Learning Few-Step Diffusion Models by Trajectory Distribution Matching¶
Conference: ICCV 2025 arXiv: 2503.06674 Code: Project Page Area: Diffusion Models / Image Generation Keywords: Diffusion Distillation, Few-Step Generation, Trajectory Distribution Matching, Score Distillation, Text-to-Image Acceleration
TL;DR¶
This paper proposes Trajectory Distribution Matching (TDM), a novel paradigm that unifies trajectory distillation and distribution matching by aligning the marginal distributions of student and teacher ODE trajectories at the distributional level. TDM enables efficient few-step diffusion model distillation, requiring only 2 A800 GPU-hours to distill PixArt-α into a 4-step generator that surpasses the teacher model.
Background & Motivation¶
Accelerating diffusion model sampling is critical for efficient deployment of AIGC systems. Existing distillation methods fall into two major categories, each with notable limitations:
Distribution Matching methods (e.g., DMD, SiD): achieve distribution-level alignment via score distillation and perform strongly in one-step generation, but are primarily optimized for single-step inference and lack flexibility for multi-step sampling—additional steps cannot be effectively exploited.
Trajectory Distillation methods (e.g., Progressive Distillation, Consistency Models): simulate teacher ODE trajectories at the instance level and support multi-step sampling, but instance-level trajectory matching imposes high demands on model capacity, and numerical errors from solving the teacher ODE propagate to the student.
Key Challenge: Distribution matching discards intermediate trajectory information, while trajectory distillation suffers from the difficulty of instance-level matching.

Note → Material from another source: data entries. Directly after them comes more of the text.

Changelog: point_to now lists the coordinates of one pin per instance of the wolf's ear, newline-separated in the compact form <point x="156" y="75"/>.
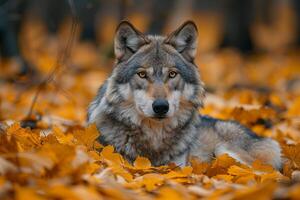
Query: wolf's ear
<point x="184" y="40"/>
<point x="127" y="40"/>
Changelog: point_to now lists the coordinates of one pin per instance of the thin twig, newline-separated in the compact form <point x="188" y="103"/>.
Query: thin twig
<point x="63" y="55"/>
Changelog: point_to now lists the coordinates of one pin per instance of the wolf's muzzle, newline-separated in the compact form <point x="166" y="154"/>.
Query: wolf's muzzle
<point x="160" y="107"/>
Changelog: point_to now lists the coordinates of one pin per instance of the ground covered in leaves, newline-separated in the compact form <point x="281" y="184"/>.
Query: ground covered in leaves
<point x="60" y="159"/>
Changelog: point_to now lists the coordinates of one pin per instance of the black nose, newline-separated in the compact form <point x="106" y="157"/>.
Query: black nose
<point x="160" y="106"/>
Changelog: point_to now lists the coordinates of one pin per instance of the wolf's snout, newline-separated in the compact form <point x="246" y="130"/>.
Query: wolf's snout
<point x="160" y="106"/>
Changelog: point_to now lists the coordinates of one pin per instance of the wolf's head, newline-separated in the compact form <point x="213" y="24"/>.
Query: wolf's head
<point x="155" y="76"/>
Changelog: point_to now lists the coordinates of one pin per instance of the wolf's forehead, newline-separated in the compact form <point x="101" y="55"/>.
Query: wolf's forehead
<point x="157" y="57"/>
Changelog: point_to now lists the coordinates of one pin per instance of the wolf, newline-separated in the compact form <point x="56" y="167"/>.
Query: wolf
<point x="149" y="105"/>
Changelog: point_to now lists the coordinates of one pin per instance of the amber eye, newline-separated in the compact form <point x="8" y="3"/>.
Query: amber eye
<point x="172" y="74"/>
<point x="142" y="74"/>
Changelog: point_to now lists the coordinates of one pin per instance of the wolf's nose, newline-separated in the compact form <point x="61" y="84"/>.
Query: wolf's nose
<point x="160" y="106"/>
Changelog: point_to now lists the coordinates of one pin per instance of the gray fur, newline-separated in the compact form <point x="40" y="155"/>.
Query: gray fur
<point x="134" y="132"/>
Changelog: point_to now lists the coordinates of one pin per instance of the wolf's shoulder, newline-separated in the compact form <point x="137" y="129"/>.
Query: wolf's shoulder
<point x="226" y="127"/>
<point x="94" y="104"/>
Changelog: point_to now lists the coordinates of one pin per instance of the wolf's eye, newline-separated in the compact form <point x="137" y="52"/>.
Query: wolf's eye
<point x="142" y="74"/>
<point x="172" y="74"/>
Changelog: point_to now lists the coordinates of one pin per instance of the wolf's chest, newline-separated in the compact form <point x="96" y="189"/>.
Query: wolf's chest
<point x="159" y="146"/>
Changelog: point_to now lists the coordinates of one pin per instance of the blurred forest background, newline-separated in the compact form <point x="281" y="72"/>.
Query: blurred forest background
<point x="54" y="54"/>
<point x="241" y="44"/>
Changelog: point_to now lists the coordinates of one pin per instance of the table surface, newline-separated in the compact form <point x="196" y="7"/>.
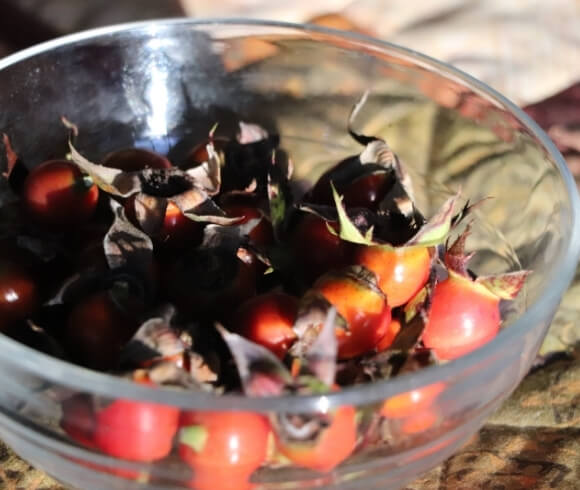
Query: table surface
<point x="532" y="442"/>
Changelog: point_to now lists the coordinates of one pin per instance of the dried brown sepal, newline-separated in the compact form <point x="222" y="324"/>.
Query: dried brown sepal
<point x="354" y="112"/>
<point x="455" y="258"/>
<point x="207" y="176"/>
<point x="437" y="228"/>
<point x="11" y="156"/>
<point x="34" y="335"/>
<point x="383" y="365"/>
<point x="16" y="172"/>
<point x="110" y="180"/>
<point x="250" y="133"/>
<point x="278" y="190"/>
<point x="466" y="211"/>
<point x="260" y="371"/>
<point x="321" y="355"/>
<point x="505" y="286"/>
<point x="313" y="312"/>
<point x="360" y="275"/>
<point x="417" y="360"/>
<point x="72" y="127"/>
<point x="378" y="152"/>
<point x="150" y="212"/>
<point x="230" y="238"/>
<point x="385" y="229"/>
<point x="78" y="286"/>
<point x="195" y="205"/>
<point x="167" y="373"/>
<point x="126" y="247"/>
<point x="189" y="190"/>
<point x="155" y="339"/>
<point x="201" y="370"/>
<point x="304" y="429"/>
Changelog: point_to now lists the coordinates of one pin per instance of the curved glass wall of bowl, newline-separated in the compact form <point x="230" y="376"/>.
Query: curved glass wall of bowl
<point x="164" y="85"/>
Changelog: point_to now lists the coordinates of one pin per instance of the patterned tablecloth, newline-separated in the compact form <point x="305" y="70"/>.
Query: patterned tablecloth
<point x="533" y="441"/>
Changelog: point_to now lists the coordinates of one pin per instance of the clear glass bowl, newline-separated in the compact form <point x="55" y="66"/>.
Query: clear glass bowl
<point x="163" y="84"/>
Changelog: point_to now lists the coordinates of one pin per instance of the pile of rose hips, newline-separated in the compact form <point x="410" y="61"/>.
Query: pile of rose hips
<point x="219" y="273"/>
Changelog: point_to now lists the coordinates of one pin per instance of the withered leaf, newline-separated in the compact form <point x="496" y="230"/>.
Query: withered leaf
<point x="167" y="373"/>
<point x="228" y="237"/>
<point x="304" y="429"/>
<point x="248" y="158"/>
<point x="279" y="193"/>
<point x="207" y="176"/>
<point x="261" y="372"/>
<point x="313" y="311"/>
<point x="15" y="172"/>
<point x="505" y="286"/>
<point x="455" y="257"/>
<point x="150" y="212"/>
<point x="155" y="339"/>
<point x="321" y="355"/>
<point x="126" y="247"/>
<point x="110" y="180"/>
<point x="250" y="133"/>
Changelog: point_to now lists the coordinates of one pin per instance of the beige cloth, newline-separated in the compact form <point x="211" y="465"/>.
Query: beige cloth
<point x="526" y="49"/>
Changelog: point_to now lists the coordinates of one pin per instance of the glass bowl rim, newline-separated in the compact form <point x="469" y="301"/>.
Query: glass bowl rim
<point x="82" y="379"/>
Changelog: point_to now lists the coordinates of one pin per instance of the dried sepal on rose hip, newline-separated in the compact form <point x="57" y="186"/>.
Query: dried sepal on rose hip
<point x="247" y="158"/>
<point x="128" y="249"/>
<point x="465" y="311"/>
<point x="375" y="179"/>
<point x="267" y="319"/>
<point x="157" y="189"/>
<point x="363" y="308"/>
<point x="319" y="441"/>
<point x="414" y="411"/>
<point x="212" y="280"/>
<point x="167" y="354"/>
<point x="15" y="172"/>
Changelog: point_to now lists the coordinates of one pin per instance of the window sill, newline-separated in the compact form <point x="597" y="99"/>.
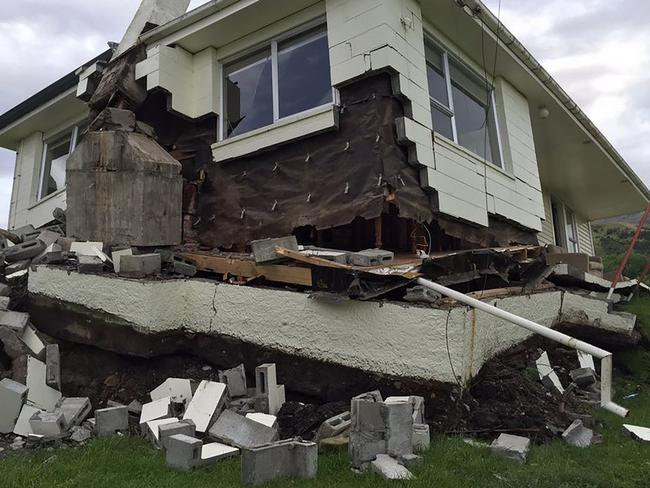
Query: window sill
<point x="297" y="126"/>
<point x="46" y="199"/>
<point x="466" y="153"/>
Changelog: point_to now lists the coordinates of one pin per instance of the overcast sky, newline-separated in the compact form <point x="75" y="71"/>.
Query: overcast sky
<point x="596" y="49"/>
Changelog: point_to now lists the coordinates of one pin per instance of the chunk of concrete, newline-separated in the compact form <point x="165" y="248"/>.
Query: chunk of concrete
<point x="183" y="452"/>
<point x="266" y="387"/>
<point x="290" y="459"/>
<point x="207" y="403"/>
<point x="583" y="377"/>
<point x="389" y="469"/>
<point x="109" y="421"/>
<point x="547" y="374"/>
<point x="12" y="398"/>
<point x="180" y="391"/>
<point x="264" y="419"/>
<point x="140" y="266"/>
<point x="165" y="431"/>
<point x="264" y="250"/>
<point x="39" y="393"/>
<point x="511" y="447"/>
<point x="238" y="431"/>
<point x="53" y="366"/>
<point x="636" y="432"/>
<point x="578" y="435"/>
<point x="235" y="378"/>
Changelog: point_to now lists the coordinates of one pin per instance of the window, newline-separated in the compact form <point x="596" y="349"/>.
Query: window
<point x="55" y="156"/>
<point x="286" y="78"/>
<point x="462" y="105"/>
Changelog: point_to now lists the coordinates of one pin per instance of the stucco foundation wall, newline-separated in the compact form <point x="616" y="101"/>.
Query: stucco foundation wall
<point x="383" y="338"/>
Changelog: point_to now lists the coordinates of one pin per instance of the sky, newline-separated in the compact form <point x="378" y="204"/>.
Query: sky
<point x="596" y="49"/>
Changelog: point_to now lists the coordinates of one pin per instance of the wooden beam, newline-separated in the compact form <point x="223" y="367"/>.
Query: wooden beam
<point x="293" y="275"/>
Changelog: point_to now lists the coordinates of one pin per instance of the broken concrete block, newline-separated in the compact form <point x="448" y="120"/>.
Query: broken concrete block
<point x="583" y="377"/>
<point x="264" y="419"/>
<point x="48" y="423"/>
<point x="290" y="459"/>
<point x="16" y="321"/>
<point x="207" y="403"/>
<point x="421" y="437"/>
<point x="90" y="265"/>
<point x="389" y="469"/>
<point x="578" y="435"/>
<point x="266" y="387"/>
<point x="511" y="447"/>
<point x="371" y="257"/>
<point x="53" y="366"/>
<point x="180" y="391"/>
<point x="109" y="421"/>
<point x="264" y="250"/>
<point x="75" y="410"/>
<point x="235" y="378"/>
<point x="547" y="374"/>
<point x="236" y="430"/>
<point x="156" y="410"/>
<point x="165" y="431"/>
<point x="636" y="432"/>
<point x="39" y="393"/>
<point x="12" y="398"/>
<point x="183" y="452"/>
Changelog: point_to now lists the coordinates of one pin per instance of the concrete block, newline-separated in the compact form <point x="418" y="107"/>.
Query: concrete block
<point x="290" y="459"/>
<point x="117" y="256"/>
<point x="48" y="423"/>
<point x="235" y="378"/>
<point x="75" y="410"/>
<point x="165" y="431"/>
<point x="264" y="419"/>
<point x="207" y="403"/>
<point x="511" y="447"/>
<point x="180" y="391"/>
<point x="156" y="410"/>
<point x="140" y="266"/>
<point x="215" y="451"/>
<point x="578" y="435"/>
<point x="12" y="398"/>
<point x="371" y="257"/>
<point x="109" y="421"/>
<point x="183" y="452"/>
<point x="266" y="386"/>
<point x="53" y="366"/>
<point x="583" y="377"/>
<point x="264" y="250"/>
<point x="90" y="264"/>
<point x="236" y="430"/>
<point x="39" y="393"/>
<point x="389" y="469"/>
<point x="16" y="321"/>
<point x="421" y="437"/>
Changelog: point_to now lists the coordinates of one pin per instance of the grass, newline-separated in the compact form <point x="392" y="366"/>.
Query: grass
<point x="130" y="462"/>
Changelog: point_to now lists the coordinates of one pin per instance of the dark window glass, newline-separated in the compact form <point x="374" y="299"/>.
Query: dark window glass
<point x="304" y="73"/>
<point x="249" y="94"/>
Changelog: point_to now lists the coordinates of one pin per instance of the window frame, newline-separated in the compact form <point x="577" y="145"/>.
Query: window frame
<point x="446" y="57"/>
<point x="74" y="140"/>
<point x="319" y="24"/>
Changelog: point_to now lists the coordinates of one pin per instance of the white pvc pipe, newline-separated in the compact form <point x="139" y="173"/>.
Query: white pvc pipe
<point x="604" y="356"/>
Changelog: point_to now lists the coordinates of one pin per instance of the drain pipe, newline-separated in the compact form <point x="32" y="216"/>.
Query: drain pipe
<point x="566" y="340"/>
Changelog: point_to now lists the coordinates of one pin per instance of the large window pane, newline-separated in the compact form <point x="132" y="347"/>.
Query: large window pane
<point x="304" y="73"/>
<point x="249" y="94"/>
<point x="56" y="156"/>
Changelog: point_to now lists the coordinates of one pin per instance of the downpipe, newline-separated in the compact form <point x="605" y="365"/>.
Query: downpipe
<point x="564" y="339"/>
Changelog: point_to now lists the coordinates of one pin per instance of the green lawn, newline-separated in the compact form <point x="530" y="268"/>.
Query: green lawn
<point x="130" y="462"/>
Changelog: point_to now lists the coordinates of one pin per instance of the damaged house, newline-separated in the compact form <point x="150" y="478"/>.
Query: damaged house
<point x="420" y="137"/>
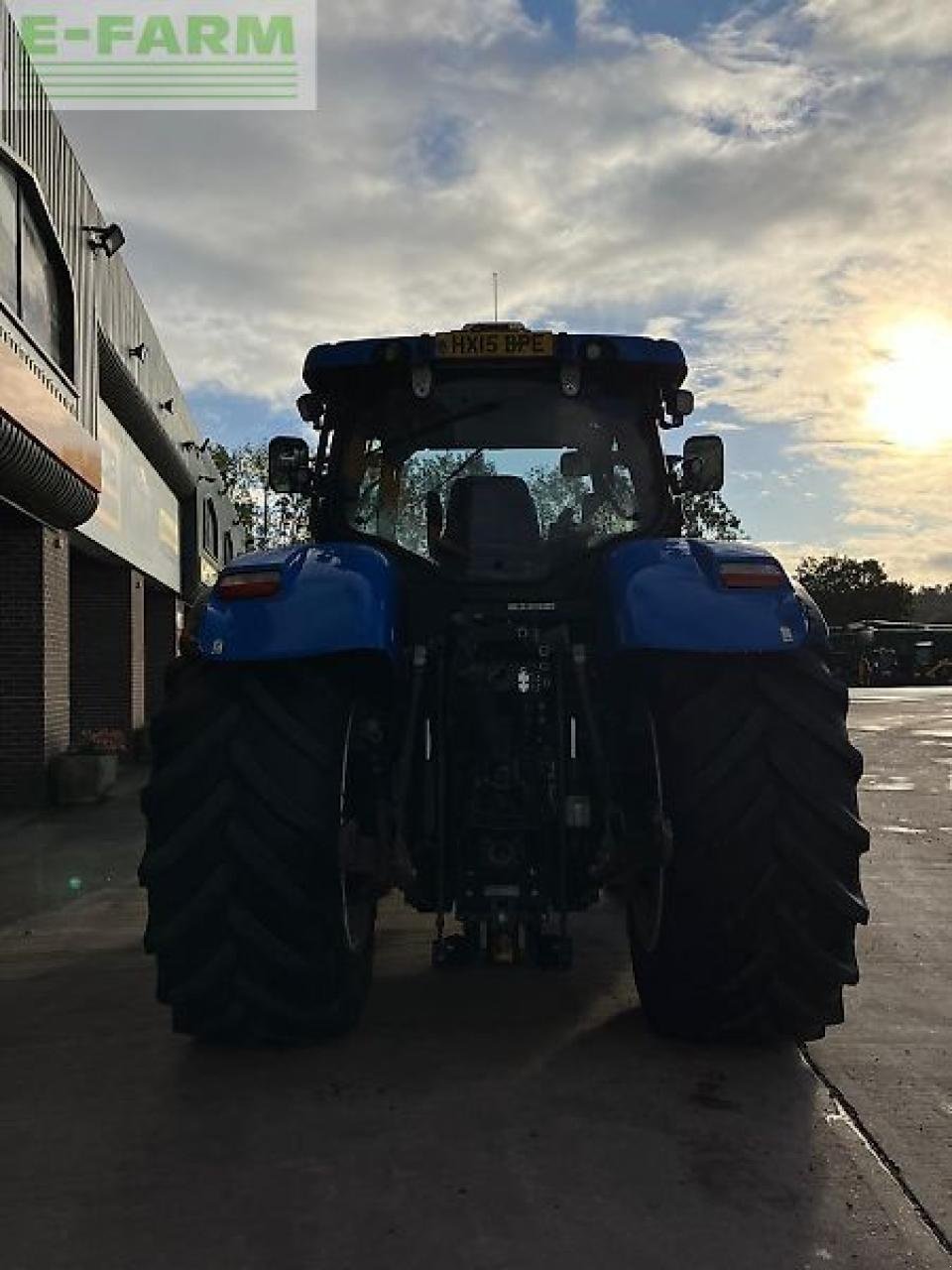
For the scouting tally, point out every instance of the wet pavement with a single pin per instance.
(494, 1119)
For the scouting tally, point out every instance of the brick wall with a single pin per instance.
(107, 672)
(162, 638)
(35, 654)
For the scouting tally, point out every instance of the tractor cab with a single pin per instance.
(494, 451)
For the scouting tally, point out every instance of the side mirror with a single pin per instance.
(702, 468)
(575, 463)
(290, 466)
(434, 521)
(684, 404)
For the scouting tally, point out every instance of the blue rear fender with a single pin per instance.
(335, 597)
(669, 594)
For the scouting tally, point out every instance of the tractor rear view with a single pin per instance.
(503, 708)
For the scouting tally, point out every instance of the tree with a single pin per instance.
(933, 604)
(707, 516)
(268, 520)
(852, 590)
(425, 472)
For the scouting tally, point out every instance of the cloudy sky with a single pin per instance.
(771, 183)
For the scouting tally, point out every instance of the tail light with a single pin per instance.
(753, 575)
(250, 584)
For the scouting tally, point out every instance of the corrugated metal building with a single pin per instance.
(111, 512)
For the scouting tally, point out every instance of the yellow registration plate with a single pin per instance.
(494, 344)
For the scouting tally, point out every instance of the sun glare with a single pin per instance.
(904, 404)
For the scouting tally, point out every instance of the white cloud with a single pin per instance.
(775, 191)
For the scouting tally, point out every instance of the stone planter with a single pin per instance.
(77, 779)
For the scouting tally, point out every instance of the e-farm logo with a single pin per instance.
(173, 55)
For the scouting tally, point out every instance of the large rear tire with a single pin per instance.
(261, 930)
(763, 893)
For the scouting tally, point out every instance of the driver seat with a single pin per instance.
(492, 530)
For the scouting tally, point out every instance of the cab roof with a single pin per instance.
(327, 365)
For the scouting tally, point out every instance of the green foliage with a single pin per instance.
(268, 520)
(851, 590)
(425, 472)
(933, 604)
(707, 516)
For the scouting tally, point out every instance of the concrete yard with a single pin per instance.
(494, 1119)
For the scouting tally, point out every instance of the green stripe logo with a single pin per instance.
(173, 54)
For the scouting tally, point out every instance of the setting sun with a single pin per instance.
(902, 403)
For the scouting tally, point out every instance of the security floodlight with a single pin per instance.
(107, 239)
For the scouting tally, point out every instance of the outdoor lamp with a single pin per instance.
(107, 239)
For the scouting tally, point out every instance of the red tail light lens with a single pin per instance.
(249, 585)
(753, 575)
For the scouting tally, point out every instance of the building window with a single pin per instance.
(35, 282)
(209, 529)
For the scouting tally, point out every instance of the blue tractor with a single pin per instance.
(503, 706)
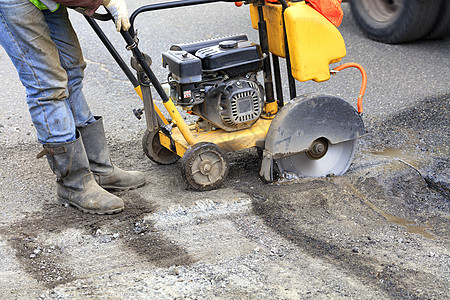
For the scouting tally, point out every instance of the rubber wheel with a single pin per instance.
(332, 160)
(204, 166)
(395, 21)
(155, 151)
(441, 27)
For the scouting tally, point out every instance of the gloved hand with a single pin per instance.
(118, 8)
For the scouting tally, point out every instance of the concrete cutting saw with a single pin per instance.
(218, 82)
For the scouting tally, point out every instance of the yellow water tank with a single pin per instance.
(314, 42)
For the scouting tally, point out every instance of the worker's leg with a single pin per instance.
(108, 175)
(25, 36)
(72, 61)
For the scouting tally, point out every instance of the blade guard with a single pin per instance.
(305, 119)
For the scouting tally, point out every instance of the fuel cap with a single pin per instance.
(228, 44)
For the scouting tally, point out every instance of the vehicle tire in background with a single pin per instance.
(441, 27)
(395, 21)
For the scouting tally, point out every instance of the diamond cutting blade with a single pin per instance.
(336, 160)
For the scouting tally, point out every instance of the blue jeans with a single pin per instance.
(47, 55)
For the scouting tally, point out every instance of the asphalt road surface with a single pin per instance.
(380, 231)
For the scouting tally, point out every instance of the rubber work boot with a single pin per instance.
(76, 183)
(107, 175)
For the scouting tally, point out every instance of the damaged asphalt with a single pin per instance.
(378, 232)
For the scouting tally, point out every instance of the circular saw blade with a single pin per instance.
(336, 161)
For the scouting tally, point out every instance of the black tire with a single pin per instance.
(441, 27)
(395, 21)
(155, 151)
(204, 166)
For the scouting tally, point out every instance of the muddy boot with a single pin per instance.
(105, 172)
(76, 183)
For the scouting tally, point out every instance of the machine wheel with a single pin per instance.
(204, 166)
(155, 151)
(395, 21)
(322, 159)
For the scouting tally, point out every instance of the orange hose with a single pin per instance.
(364, 81)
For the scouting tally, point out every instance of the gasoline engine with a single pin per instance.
(217, 80)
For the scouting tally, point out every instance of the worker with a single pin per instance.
(40, 40)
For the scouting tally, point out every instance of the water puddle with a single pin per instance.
(411, 226)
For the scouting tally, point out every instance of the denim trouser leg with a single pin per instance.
(26, 36)
(72, 61)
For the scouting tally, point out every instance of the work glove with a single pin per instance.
(118, 9)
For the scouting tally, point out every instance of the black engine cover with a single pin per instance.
(235, 104)
(235, 58)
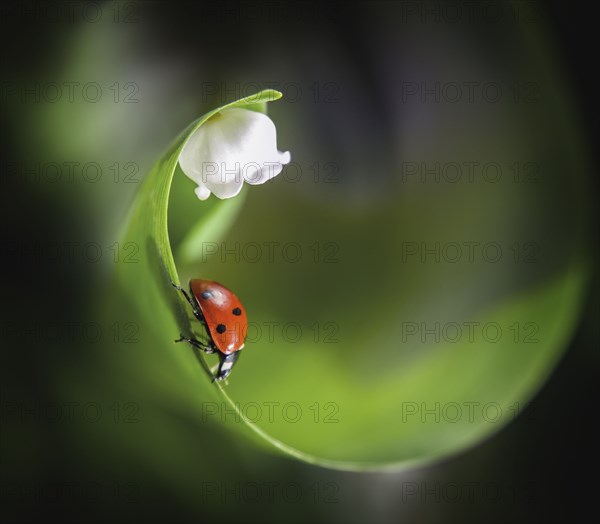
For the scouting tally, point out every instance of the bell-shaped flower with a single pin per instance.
(234, 146)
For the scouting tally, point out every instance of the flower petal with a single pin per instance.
(232, 146)
(227, 189)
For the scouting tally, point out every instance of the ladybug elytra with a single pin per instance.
(223, 315)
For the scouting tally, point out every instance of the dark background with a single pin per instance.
(547, 455)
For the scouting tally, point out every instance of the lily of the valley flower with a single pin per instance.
(234, 146)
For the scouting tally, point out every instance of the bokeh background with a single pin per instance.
(100, 422)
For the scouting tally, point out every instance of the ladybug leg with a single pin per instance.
(226, 363)
(196, 344)
(195, 308)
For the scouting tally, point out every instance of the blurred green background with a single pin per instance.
(355, 365)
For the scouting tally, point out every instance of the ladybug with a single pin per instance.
(221, 312)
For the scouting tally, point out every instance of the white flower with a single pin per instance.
(233, 146)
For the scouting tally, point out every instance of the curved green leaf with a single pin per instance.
(376, 398)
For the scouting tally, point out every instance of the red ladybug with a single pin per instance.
(223, 315)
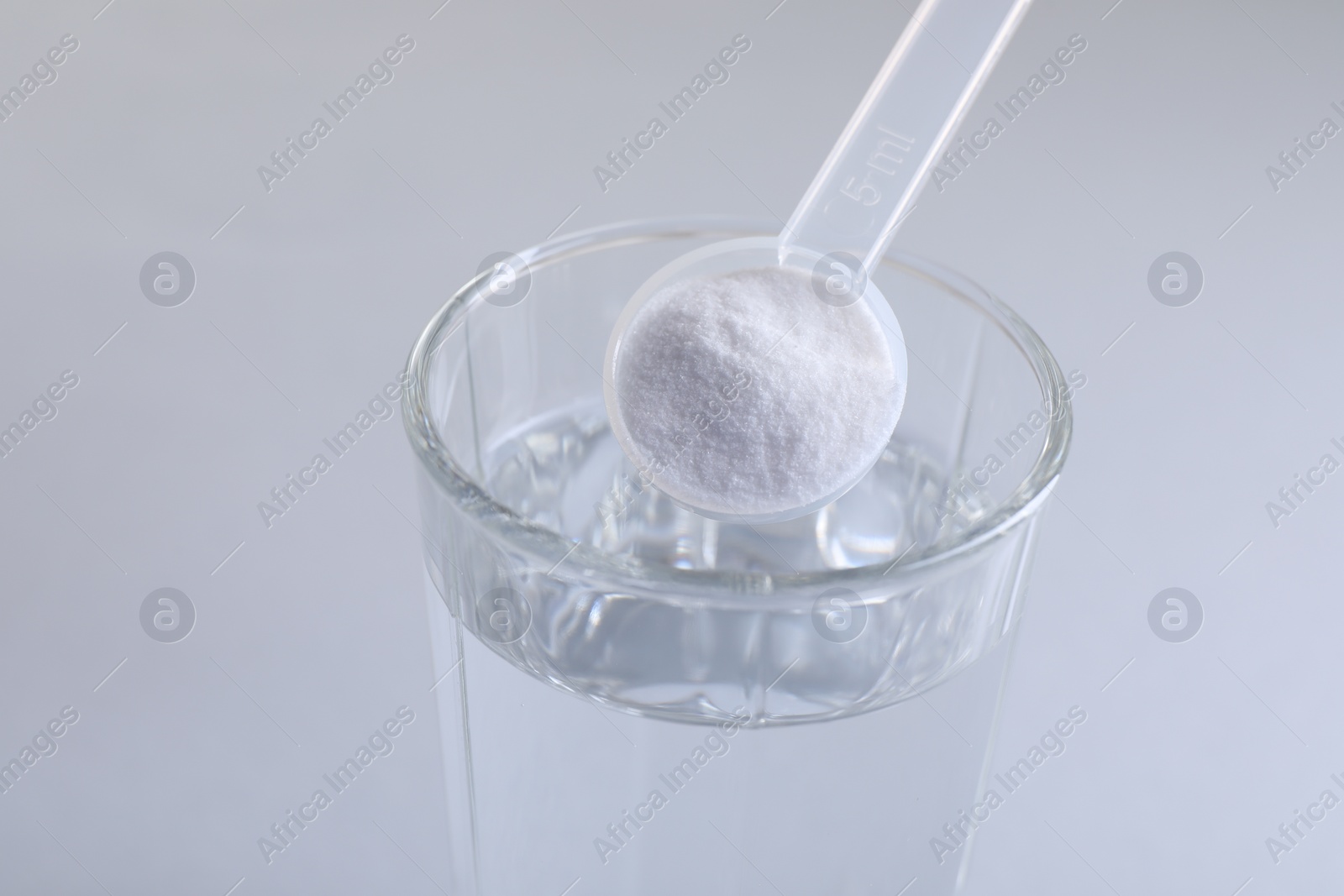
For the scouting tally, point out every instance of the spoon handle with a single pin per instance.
(905, 121)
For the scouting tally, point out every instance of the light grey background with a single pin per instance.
(312, 631)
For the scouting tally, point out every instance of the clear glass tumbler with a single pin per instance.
(642, 700)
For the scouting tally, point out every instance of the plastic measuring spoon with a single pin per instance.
(848, 215)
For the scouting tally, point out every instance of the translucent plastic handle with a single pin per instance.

Core Idea of TDM: Match trajectories at the distributional level rather than at the instance level. This non-trivially unifies the advantages of both paradigms—leveraging trajectory information for fine-grained knowledge transfer while reducing learning difficulty through distribution-level alignment.
Method¶
Overall Architecture¶
TDM parameterizes a \(K\)-step student model as a discrete ODE sampler that generates intermediate samples \(x_{t_i}\) along the trajectory. Distribution-level score distillation is then applied to align the marginal distribution \(p_{\theta, t_i}\) at each timestep on the student trajectory with the corresponding teacher distribution \(p_{\phi, t_i}\). The entire process is data-free and does not require solving the teacher ODE.
Key Designs¶
-
TDM Objective:
- Function: Minimize the reverse KL divergence from the teacher distribution at each timestep along the student trajectory.
- Mechanism: The objective is formulated as: \(L(\theta) = \sum_{i=0}^{K-1} \sum_{\tau=t_i}^{t_{i+1}} \lambda_\tau \text{KL}(p_{\theta, \tau|t_i}(x_\tau) \| p_{\phi, \tau}(x_\tau))\) where \(p_{\theta, \tau|t_i}\) is the diffusion distribution of student trajectory samples. The gradient is computed as: \(\nabla_\theta L(\theta) \approx \sum_{i,\tau} \lambda_\tau [s_\psi(x_\tau, \tau) - s_\phi(x_\tau, \tau)] \frac{\partial x_{t_i}}{\partial \theta}\) A fake score \(s_\psi\) is required to approximate the score of the student distribution.
- Design Motivation: (1) Only student samples are needed—no teacher ODE sampling required (data-free and efficient); (2) numerical errors from teacher ODE solving are avoided; (3) distribution-level matching imposes lower model capacity requirements than instance-level matching. A key design ensures that diffusion intervals at different timesteps are non-overlapping, allowing a single fake score model to naturally distinguish between different distributions.
-
Sampling-Steps-Aware Objective:
- Function: Enable a single model to support flexible deterministic multi-step sampling.
- Mechanism: The objective is extended to an expectation over the number of sampling steps \(K\): \(\mathbb{E}_K \sum_{i=0}^{K-1} \sum_{\tau=t_i^K}^{t_{i+1}^K} \lambda_\tau \text{KL}(p_{\theta, \tau|t_i^K}(x_\tau|K) \| p_{\phi,\tau}(x_\tau))\) where \(K\) is injected as a conditioning signal into both the student and fake score models. The resulting model is referred to as TDM-unify.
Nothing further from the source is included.